Officer Hicks used his radio to instruct additional officers to arrest appellant and Newton. An officer arrested appellant and advised him of his Miranda rights. In response to the officer’s questions, appellant said he lived in the residence which had been used for part of the drug transaction. He described where his bedroom was located in the house and signed a search consent form. Appellant produced a key to the front door. Once inside, appellant again specified the location of his bedroom. A narcotics detection dog alerted the officers to a jacket and a shoe box in appellant’s closet. The officers found 10.6 grams of cocaine in the jacket and a small amount of marijuana in the shoe box. In the bedroom, the officers also found a birth certificate, a GED certificate, and a statement of earnings, all containing appellant’s name. A jury convicted appellant of delivery of cocaine and possession with intent to deliver cocaine.
Sufficiency of the Evidence
Appellant challenges the sufficiency of the evidence supporting his convictions. In a legal sufficiency challenge, we review the evidence in the light most favorable to the verdict to determine if any rational fact finder could have found the essential elements of the crime beyond a reasonable doubt. King v. State, 29 S.W.3d 556, 562 (Tex. Crim. App. 2000). We consider all evidence presented at trial; however, we do not re-weigh the evidence or substitute our judgment for that of the fact finder. Id. Therefore, if any rational trier of fact could have found the essential elements of the crime beyond a reasonable doubt, we must affirm. McDuff v. State, 939 S.W.2d 607, 614 (Tex. Crim. App. 1997).

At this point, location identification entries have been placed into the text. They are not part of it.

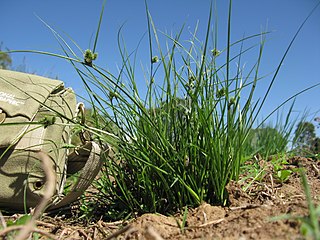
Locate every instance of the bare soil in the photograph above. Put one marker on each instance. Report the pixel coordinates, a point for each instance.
(248, 217)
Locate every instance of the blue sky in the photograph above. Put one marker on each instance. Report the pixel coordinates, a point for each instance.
(22, 30)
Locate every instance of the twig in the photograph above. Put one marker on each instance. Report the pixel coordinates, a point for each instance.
(34, 229)
(119, 232)
(152, 234)
(207, 224)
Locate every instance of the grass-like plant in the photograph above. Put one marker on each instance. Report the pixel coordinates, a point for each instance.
(182, 141)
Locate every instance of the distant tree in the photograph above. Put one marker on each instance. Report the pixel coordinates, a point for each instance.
(305, 137)
(5, 59)
(266, 141)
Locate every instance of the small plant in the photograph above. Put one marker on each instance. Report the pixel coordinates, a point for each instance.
(310, 224)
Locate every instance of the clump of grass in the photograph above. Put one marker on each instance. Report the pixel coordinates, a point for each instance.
(181, 142)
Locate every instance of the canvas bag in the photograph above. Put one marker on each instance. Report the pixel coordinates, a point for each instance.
(35, 116)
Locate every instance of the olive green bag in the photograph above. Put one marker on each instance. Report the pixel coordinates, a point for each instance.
(36, 115)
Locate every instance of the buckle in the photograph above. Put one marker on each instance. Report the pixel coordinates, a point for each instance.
(3, 116)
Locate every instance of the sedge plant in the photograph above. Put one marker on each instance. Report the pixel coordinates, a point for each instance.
(181, 142)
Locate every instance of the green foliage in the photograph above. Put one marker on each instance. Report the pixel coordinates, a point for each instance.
(306, 142)
(180, 143)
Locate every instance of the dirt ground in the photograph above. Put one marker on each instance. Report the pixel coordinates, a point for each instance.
(248, 216)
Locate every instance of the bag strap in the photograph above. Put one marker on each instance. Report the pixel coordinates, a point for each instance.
(89, 156)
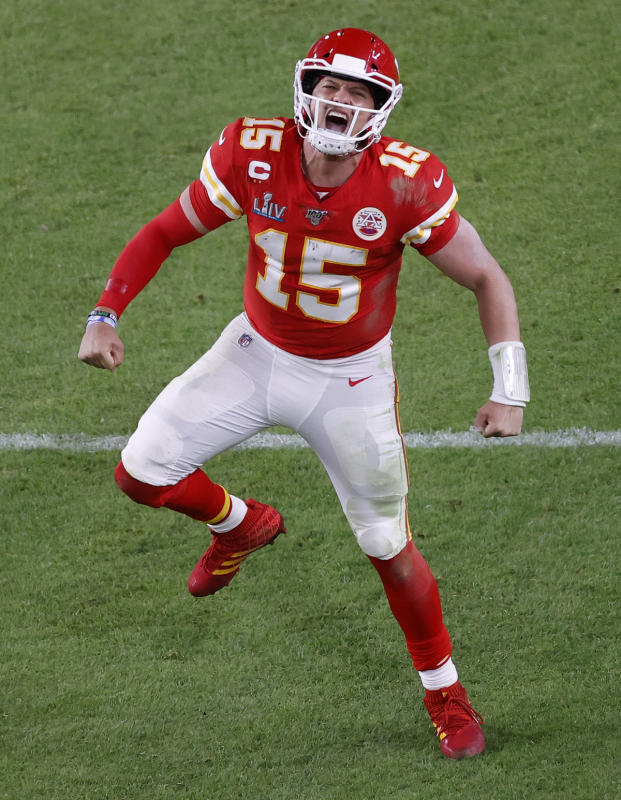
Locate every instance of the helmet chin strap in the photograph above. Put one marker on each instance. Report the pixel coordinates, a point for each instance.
(330, 144)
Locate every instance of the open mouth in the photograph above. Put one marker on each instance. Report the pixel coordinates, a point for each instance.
(336, 121)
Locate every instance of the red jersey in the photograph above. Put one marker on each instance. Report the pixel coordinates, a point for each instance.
(322, 268)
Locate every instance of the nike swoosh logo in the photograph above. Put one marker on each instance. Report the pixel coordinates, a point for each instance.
(355, 383)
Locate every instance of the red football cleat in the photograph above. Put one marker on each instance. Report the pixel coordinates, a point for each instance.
(221, 562)
(457, 724)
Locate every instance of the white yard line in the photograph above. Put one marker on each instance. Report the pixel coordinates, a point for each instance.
(83, 443)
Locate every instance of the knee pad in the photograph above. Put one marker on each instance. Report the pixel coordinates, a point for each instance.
(153, 452)
(139, 492)
(380, 525)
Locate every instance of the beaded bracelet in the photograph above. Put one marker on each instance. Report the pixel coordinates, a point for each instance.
(109, 317)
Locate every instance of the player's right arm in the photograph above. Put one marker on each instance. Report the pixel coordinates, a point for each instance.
(138, 262)
(203, 206)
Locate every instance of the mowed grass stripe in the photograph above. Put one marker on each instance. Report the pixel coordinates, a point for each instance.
(570, 437)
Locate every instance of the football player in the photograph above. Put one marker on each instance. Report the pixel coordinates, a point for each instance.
(330, 204)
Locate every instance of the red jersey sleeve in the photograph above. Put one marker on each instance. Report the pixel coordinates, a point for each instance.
(218, 195)
(433, 198)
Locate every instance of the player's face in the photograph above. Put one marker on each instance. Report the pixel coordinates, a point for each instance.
(339, 91)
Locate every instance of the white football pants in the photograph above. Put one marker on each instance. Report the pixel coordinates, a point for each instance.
(345, 409)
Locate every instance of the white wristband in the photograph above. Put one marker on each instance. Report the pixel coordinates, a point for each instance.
(508, 360)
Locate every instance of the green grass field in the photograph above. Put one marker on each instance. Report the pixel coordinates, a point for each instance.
(295, 684)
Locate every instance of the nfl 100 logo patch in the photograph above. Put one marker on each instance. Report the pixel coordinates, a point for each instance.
(369, 223)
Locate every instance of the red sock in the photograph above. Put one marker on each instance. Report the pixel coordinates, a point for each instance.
(414, 599)
(196, 495)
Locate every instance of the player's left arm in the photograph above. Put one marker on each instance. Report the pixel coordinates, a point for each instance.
(466, 260)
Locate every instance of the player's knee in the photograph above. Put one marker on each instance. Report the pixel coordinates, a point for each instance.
(139, 492)
(152, 452)
(381, 543)
(379, 523)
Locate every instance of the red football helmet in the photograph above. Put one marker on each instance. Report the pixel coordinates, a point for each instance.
(352, 54)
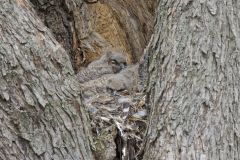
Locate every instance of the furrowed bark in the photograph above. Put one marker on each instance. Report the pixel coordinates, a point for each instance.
(193, 83)
(41, 113)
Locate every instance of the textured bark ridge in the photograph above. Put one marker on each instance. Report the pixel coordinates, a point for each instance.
(193, 84)
(41, 114)
(86, 28)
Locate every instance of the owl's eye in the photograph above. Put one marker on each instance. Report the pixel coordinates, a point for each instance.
(113, 62)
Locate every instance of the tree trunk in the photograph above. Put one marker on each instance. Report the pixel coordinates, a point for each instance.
(194, 81)
(87, 27)
(41, 114)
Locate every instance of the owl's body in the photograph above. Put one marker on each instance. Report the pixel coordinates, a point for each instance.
(109, 63)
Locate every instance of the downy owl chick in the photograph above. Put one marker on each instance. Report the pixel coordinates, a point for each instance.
(110, 63)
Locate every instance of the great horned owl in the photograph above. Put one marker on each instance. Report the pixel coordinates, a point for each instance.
(109, 63)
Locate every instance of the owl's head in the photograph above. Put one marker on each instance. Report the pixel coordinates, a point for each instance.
(117, 61)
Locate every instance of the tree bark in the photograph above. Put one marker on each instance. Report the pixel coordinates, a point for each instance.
(193, 83)
(86, 28)
(41, 113)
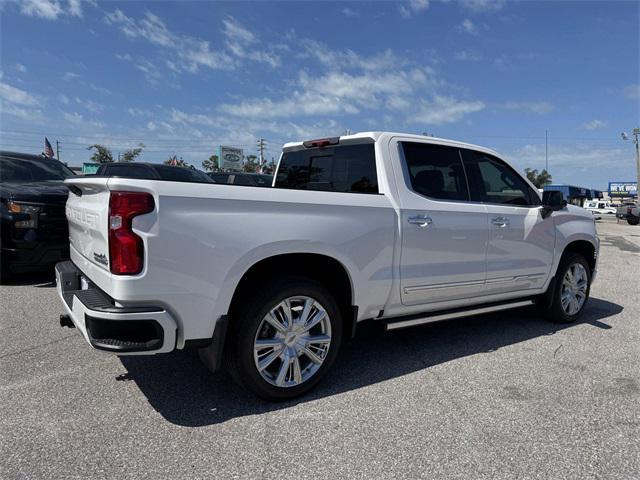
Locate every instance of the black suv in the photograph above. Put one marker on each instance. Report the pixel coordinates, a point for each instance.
(34, 234)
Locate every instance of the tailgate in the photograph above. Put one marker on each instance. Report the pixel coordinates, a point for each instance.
(88, 216)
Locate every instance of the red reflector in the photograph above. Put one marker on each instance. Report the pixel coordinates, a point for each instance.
(321, 142)
(126, 249)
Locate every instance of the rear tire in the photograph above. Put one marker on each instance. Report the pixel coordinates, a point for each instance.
(271, 352)
(571, 289)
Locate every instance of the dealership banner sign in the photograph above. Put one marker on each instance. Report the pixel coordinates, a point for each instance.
(230, 158)
(623, 189)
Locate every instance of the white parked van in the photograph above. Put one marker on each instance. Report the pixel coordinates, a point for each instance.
(600, 207)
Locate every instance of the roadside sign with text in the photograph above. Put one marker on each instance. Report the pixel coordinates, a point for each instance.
(230, 158)
(623, 189)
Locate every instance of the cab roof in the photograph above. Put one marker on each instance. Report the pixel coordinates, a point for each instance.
(375, 136)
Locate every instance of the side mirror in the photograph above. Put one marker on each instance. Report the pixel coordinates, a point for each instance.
(552, 201)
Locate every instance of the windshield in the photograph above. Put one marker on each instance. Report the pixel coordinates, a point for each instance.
(20, 170)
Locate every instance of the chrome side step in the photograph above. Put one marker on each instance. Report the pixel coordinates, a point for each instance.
(459, 313)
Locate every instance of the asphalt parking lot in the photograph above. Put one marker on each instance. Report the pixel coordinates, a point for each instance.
(502, 396)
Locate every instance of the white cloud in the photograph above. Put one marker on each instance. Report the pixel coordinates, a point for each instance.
(576, 163)
(443, 110)
(348, 12)
(52, 9)
(467, 56)
(30, 115)
(16, 96)
(413, 7)
(632, 91)
(139, 112)
(89, 105)
(236, 32)
(337, 59)
(70, 76)
(593, 125)
(539, 108)
(78, 119)
(75, 8)
(191, 53)
(150, 71)
(335, 93)
(481, 6)
(468, 26)
(19, 103)
(47, 9)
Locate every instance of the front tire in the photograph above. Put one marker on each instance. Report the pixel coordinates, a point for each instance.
(571, 289)
(284, 339)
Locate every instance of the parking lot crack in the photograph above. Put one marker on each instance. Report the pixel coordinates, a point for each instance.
(28, 349)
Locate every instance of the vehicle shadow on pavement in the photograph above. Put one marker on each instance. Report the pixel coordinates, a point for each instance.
(35, 279)
(185, 393)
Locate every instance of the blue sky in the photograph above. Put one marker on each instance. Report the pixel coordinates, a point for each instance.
(183, 77)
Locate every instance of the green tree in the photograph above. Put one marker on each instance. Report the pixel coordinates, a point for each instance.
(538, 179)
(250, 164)
(210, 164)
(131, 154)
(101, 155)
(178, 162)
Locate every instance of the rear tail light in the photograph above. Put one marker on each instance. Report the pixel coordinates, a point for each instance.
(126, 249)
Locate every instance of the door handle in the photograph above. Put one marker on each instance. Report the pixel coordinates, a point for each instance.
(421, 220)
(500, 221)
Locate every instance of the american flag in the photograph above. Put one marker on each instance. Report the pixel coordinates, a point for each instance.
(48, 149)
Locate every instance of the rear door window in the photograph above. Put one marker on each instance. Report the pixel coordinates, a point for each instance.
(348, 168)
(436, 171)
(181, 174)
(493, 181)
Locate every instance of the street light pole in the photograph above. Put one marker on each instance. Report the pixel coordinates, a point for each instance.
(636, 134)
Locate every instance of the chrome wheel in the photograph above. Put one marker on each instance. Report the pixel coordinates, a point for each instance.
(574, 289)
(292, 341)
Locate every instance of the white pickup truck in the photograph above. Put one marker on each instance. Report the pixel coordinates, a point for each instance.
(394, 228)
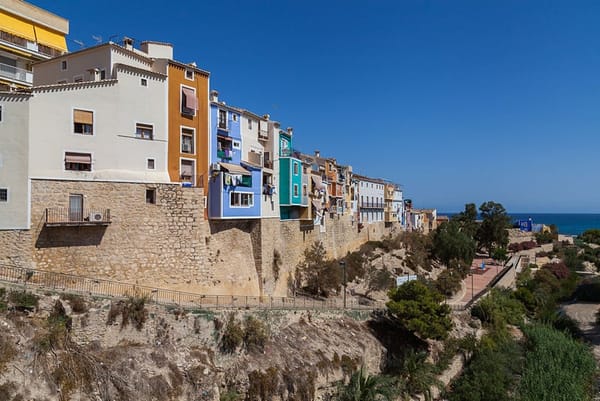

In reviewing factual sufficiency of the evidence, we view all the evidence in a neutral light, both for and against the finding, and set aside the verdict only if “proof of guilt is so obviously weak as to undermine confidence in the jury’s determination, or the proof of guilt, although adequate if taken alone, is greatly outweighed by contrary proof.” Johnson v. State, 23 S.W.3d 1, 11 (Tex. Crim. App. 2000). In evaluating the factual sufficiency of the evidence, we may not intrude on the jury’s role as the sole judge of the weight and credibility of witness testimony. Santellan v. State, 939 S.W.2d 155, 164 (Tex. Crim. App. 1997). Although we may disagree with the verdict, our review must be appropriately deferential to avoid our substituting our judgment for that of the fact finder. Clewis v. State, 922 S.W.2d 126, 133 (Tex. Crim. App. 1996).
Delivery of a Controlled Substance
In his first issue, appellant contends the evidence is legally and factually insufficient to support his conviction for delivery of a controlled substance. In the indictment, the State alleged appellant delivered cocaine by (1) actual transfer; (2) constructive transfer; and (3) offering to sell. See Tex. Health & Safety Code Ann. § 481.002(8) (Vernon Supp. 2004). On appeal, the State argues the evidence supports a conviction for delivery by constructive transfer. Accordingly, we will review the sufficiency of the evidence based on this manner of delivery.
A constructive delivery is the transfer of a controlled substance either belonging to the defendant or under his direct or indirect control, by some other person or manner at the defendant’s instance or direction. Daniels v. State, 754 S.W.2d 214, 220 (Tex. Crim. App. 1988). Prior to a constructive delivery, the defendant must have either direct or indirect control of the transferred substance. Id. at 221–22. Appellant claims the evidence is legally and factually insufficient to prove he had control of the cocaine that Newton gave to Officer Sinai.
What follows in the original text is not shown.